Wewenang Terbatas, Tak Semua Pelaku Teror Terjangkau BNPT
- VIVA/Syaefullah
VIVA – Kepala Badan Nasional Penanggulangan Terorisme (BNPT), Komjen Pol. Suhardi Alius, menampik bahwa lembaganya lemah dalam hal program deradikalisasi.
Menurut dia, berkaca pada kasus bom bunuh diri di Surabaya, BNPT mengaku belum bisa menjangkau setiap orang yang telah terafiliasi kelompok teror. Sebab, hal itu dibatasi pada kewenangan untuk mencegah dan memberi pendampingan hanya bagi pelaku teror yang sudah diproses secara hukum.

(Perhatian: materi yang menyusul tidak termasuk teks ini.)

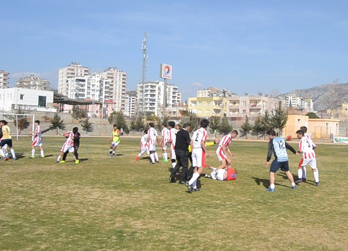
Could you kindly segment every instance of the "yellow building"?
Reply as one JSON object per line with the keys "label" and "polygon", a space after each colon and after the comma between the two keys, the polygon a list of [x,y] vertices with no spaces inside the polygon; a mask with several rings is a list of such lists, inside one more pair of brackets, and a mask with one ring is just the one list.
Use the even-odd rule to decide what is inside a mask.
{"label": "yellow building", "polygon": [[226,113],[226,98],[189,97],[188,111],[196,114],[198,118],[206,118],[213,116],[224,117]]}

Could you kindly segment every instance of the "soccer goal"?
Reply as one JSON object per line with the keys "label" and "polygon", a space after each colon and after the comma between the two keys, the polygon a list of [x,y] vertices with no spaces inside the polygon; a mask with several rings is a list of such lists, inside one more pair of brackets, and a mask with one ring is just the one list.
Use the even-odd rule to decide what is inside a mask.
{"label": "soccer goal", "polygon": [[[0,120],[6,120],[9,123],[9,125],[11,123],[16,128],[16,137],[18,141],[18,137],[21,134],[22,131],[31,127],[31,131],[35,131],[35,115],[34,114],[25,114],[21,113],[0,113]],[[13,133],[11,133],[12,135]],[[28,135],[28,133],[25,133],[23,135]],[[32,137],[32,140],[34,140],[34,136]]]}

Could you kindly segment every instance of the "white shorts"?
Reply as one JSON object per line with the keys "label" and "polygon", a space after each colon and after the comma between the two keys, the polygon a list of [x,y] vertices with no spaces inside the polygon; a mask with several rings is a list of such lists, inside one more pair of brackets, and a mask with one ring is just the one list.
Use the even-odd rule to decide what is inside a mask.
{"label": "white shorts", "polygon": [[224,153],[224,151],[222,151],[222,148],[221,147],[218,147],[216,149],[216,155],[218,157],[219,161],[221,161],[222,160],[226,160],[227,159],[227,157]]}
{"label": "white shorts", "polygon": [[172,160],[176,159],[176,155],[175,154],[175,150],[173,149],[172,145],[171,145],[171,159]]}
{"label": "white shorts", "polygon": [[68,145],[66,145],[65,144],[63,145],[61,151],[63,153],[66,153],[67,152],[69,152],[69,153],[74,153],[74,146],[69,146]]}
{"label": "white shorts", "polygon": [[112,143],[111,143],[111,146],[112,146],[113,147],[117,147],[117,146],[118,146],[119,144],[120,144],[119,141],[118,142],[115,142],[114,141],[112,141]]}
{"label": "white shorts", "polygon": [[224,179],[224,174],[226,171],[226,170],[225,169],[219,169],[216,172],[216,179],[222,181],[225,180]]}
{"label": "white shorts", "polygon": [[140,152],[140,154],[142,155],[145,152],[146,152],[147,154],[150,154],[150,151],[149,151],[149,149],[148,149],[147,148],[142,148],[141,152]]}
{"label": "white shorts", "polygon": [[202,148],[194,148],[192,151],[192,165],[195,167],[205,166],[205,153]]}
{"label": "white shorts", "polygon": [[34,140],[34,141],[33,141],[33,144],[32,144],[31,145],[34,146],[34,147],[42,147],[42,141]]}
{"label": "white shorts", "polygon": [[307,165],[309,165],[312,169],[317,168],[317,160],[315,158],[311,159],[304,159],[301,167],[305,167]]}

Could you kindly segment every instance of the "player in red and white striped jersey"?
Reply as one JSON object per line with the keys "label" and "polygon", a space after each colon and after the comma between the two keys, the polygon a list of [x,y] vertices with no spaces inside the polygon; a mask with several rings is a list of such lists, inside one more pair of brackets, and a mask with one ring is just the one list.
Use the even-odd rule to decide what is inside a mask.
{"label": "player in red and white striped jersey", "polygon": [[[63,134],[63,136],[67,138],[67,140],[63,145],[63,147],[62,147],[62,150],[61,150],[62,153],[57,159],[57,161],[56,162],[57,163],[60,163],[60,159],[64,155],[64,153],[69,152],[74,154],[74,133],[73,132],[67,132]],[[76,161],[76,157],[75,155],[74,155],[74,158],[75,159],[75,161]],[[63,161],[64,162],[63,162]],[[65,161],[62,161],[61,162],[62,163],[65,163]]]}
{"label": "player in red and white striped jersey", "polygon": [[234,157],[234,155],[231,152],[229,147],[231,144],[232,139],[235,138],[238,135],[238,132],[234,130],[231,133],[227,134],[221,139],[219,144],[219,147],[216,149],[216,155],[218,159],[221,163],[221,165],[216,168],[216,169],[213,170],[211,173],[211,177],[213,179],[216,178],[216,173],[217,171],[225,167],[228,167],[231,164],[231,159],[227,157],[226,151],[228,152],[231,158]]}
{"label": "player in red and white striped jersey", "polygon": [[302,164],[301,167],[299,167],[298,170],[298,180],[296,184],[303,181],[302,167],[307,165],[309,165],[313,171],[313,175],[315,179],[315,184],[317,186],[319,186],[319,172],[317,168],[317,160],[315,158],[315,152],[314,149],[316,148],[316,145],[310,139],[305,136],[305,132],[303,131],[299,130],[296,132],[297,138],[301,140],[299,143],[298,153],[302,154]]}
{"label": "player in red and white striped jersey", "polygon": [[194,168],[193,175],[186,186],[189,192],[198,191],[197,179],[203,172],[205,166],[205,158],[209,157],[205,142],[207,141],[208,133],[207,128],[209,125],[207,119],[202,119],[200,122],[200,128],[196,130],[192,135],[190,145],[192,150],[192,166]]}
{"label": "player in red and white striped jersey", "polygon": [[175,163],[176,155],[175,154],[175,143],[176,139],[176,133],[178,132],[178,130],[175,128],[174,121],[169,121],[168,125],[169,126],[169,139],[167,141],[167,143],[170,144],[172,166],[174,168],[176,165]]}
{"label": "player in red and white striped jersey", "polygon": [[158,163],[160,163],[158,160],[158,155],[156,153],[156,145],[157,145],[157,131],[154,128],[155,125],[151,122],[149,123],[150,128],[148,131],[148,139],[147,143],[149,143],[149,150],[150,151],[150,158],[151,158],[151,162],[150,164],[154,164],[155,162]]}
{"label": "player in red and white striped jersey", "polygon": [[161,132],[162,138],[160,141],[160,145],[162,146],[162,151],[163,151],[163,158],[162,161],[163,162],[168,162],[168,157],[167,154],[167,144],[169,140],[170,132],[168,128],[167,128],[167,124],[166,123],[162,123],[162,131]]}
{"label": "player in red and white striped jersey", "polygon": [[40,148],[40,153],[41,155],[41,158],[45,158],[43,149],[42,148],[42,136],[41,135],[41,128],[40,127],[40,121],[35,120],[34,124],[36,127],[35,132],[30,132],[32,134],[28,136],[35,136],[34,141],[31,144],[31,156],[29,158],[31,159],[35,158],[35,147],[37,146],[38,146],[39,148]]}

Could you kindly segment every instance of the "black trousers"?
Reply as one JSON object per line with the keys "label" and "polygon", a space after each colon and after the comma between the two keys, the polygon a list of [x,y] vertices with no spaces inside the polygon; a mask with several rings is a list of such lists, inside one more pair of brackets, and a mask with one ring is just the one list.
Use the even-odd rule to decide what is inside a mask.
{"label": "black trousers", "polygon": [[[74,155],[76,157],[77,160],[79,160],[79,154],[78,153],[78,150],[79,150],[79,147],[80,147],[80,145],[77,145],[74,146]],[[65,153],[64,153],[64,155],[63,156],[63,160],[65,161],[66,159],[67,159],[67,156],[68,156],[68,154],[69,153],[69,151],[67,151]]]}
{"label": "black trousers", "polygon": [[175,150],[177,163],[171,171],[171,178],[174,179],[175,173],[177,172],[180,167],[182,167],[181,174],[180,175],[180,181],[185,182],[187,180],[187,169],[188,168],[188,151]]}

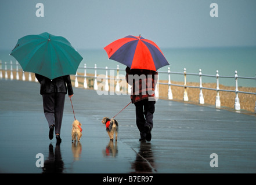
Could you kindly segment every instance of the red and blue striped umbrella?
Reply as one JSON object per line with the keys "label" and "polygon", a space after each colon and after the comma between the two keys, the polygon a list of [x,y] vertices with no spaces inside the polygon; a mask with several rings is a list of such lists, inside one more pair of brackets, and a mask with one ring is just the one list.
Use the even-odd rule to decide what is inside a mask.
{"label": "red and blue striped umbrella", "polygon": [[103,48],[109,59],[131,69],[157,71],[170,65],[157,45],[143,37],[128,35]]}

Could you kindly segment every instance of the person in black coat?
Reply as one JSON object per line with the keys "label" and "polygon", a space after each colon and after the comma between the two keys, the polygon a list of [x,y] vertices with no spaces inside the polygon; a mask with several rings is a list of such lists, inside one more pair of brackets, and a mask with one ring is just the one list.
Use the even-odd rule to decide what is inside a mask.
{"label": "person in black coat", "polygon": [[74,94],[70,76],[66,75],[51,80],[41,75],[35,75],[41,86],[40,94],[42,96],[44,112],[50,129],[49,138],[52,139],[53,138],[55,127],[57,143],[59,144],[62,142],[60,134],[65,95],[67,92],[69,97]]}

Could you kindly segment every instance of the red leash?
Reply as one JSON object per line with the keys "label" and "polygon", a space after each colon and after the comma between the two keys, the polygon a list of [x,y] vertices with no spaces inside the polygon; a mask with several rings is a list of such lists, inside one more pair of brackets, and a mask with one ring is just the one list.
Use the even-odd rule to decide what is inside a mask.
{"label": "red leash", "polygon": [[117,116],[120,112],[121,112],[122,110],[124,110],[124,109],[125,109],[125,108],[126,108],[129,105],[130,105],[131,102],[129,102],[127,106],[125,106],[124,107],[124,109],[122,109],[122,110],[121,110],[120,112],[118,112],[118,113],[115,116],[114,116],[113,117],[112,117],[111,120],[113,119],[116,116]]}
{"label": "red leash", "polygon": [[[71,100],[71,97],[70,97],[70,102],[71,103],[72,109],[73,109],[74,117],[75,118],[75,120],[75,120],[75,112],[74,112],[74,108],[73,108],[73,104],[72,103],[72,101]],[[80,129],[81,129],[81,128],[80,128]]]}

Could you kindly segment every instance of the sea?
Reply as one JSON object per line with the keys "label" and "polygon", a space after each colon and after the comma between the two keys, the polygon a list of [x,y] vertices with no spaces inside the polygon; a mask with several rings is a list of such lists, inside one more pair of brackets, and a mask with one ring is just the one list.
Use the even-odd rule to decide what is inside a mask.
{"label": "sea", "polygon": [[[256,46],[255,47],[226,47],[202,48],[168,48],[161,49],[170,65],[158,69],[160,80],[168,80],[166,72],[168,68],[171,72],[183,73],[184,68],[187,73],[199,73],[216,76],[218,71],[219,76],[229,76],[234,77],[220,77],[219,84],[225,86],[235,86],[235,73],[236,71],[239,76],[253,77],[254,79],[238,79],[238,86],[256,87]],[[95,64],[99,70],[97,75],[105,74],[106,66],[109,68],[117,68],[118,65],[120,74],[125,75],[126,66],[117,61],[109,60],[107,55],[103,49],[78,49],[77,51],[84,58],[81,61],[78,72],[84,72],[81,68],[86,64],[86,72],[94,73]],[[0,60],[2,61],[2,69],[4,69],[4,62],[10,61],[16,62],[15,58],[9,56],[11,50],[0,50]],[[92,68],[92,69],[89,69]],[[164,72],[164,73],[162,73]],[[165,72],[165,73],[164,73]],[[171,74],[171,82],[184,82],[184,75]],[[188,82],[199,82],[198,75],[186,75]],[[203,83],[216,83],[216,77],[202,77]]]}

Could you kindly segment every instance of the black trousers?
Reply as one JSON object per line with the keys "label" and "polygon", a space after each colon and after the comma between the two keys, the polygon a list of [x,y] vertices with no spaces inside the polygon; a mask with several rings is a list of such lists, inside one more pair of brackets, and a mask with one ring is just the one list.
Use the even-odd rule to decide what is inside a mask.
{"label": "black trousers", "polygon": [[55,125],[55,133],[60,134],[66,93],[46,93],[42,95],[44,112],[49,127]]}
{"label": "black trousers", "polygon": [[145,131],[145,128],[149,125],[153,128],[153,114],[154,112],[156,101],[150,101],[145,99],[135,102],[136,107],[136,124],[140,134]]}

"Sepanjang dia tersangka saja kami belum punya akses. Begitu sudah ada keputusan yang tetap dan disebar ke seluruh lapas, baru lah BNPT main di situ," kata Suhardi di kantor Kementerian Koordinator Bidang Pembangunan Manusia dan Kebudayaan, Jakarta, Kamis 17 Mei 2018.
Suhardi menyebut, sudah 600 mantan narapidana kasus terorisme yang telah ditangani lembaganya. Klaim Suhardi, hampir mayoritas lepas mantan narapidana 'tobat' dan 128 orang aktif menjadi narasumber guna berbagai pengalamannya terkait dampak buruk aksi terorisme.
"Ada tiga yang mengulangi perbuatannya, yakni bom Thamrin, bom Cicendo, dan bom Samarinda," kata dia.
Ia menjelaskan, pelaku teror di Surabaya yang terhubung dengan jaringan Jemaah Ansharut Daulah belum mengikuti program dari BNPT. Meski sudah mendeteksi, ia mengaku, pihaknya terbatas menjangkau area terhadap orang-orang yang terhubung kelompok teror.
Dengan adanya wacana perubahan Undang Undang Nomor 15 Tahun 2003 tentang Pemberantasan Tindak Pidana Terorisme (UU Anti-Terorisme), ia berharap, semakin memperluas wewenang lembaganya merangkul dan membina jaringan kelompok teroris.
"Nah, ketika ada revisi undang-undang, salah satunya ialah afiliasi atau menjadi kelompok tertentu yang dilarang, bisa kena diinvestigasi. Itu lah entry point kami. Petugas keamanan Densus 88 bisa masuk, kami ikut mem-follow up itu," ujarnya.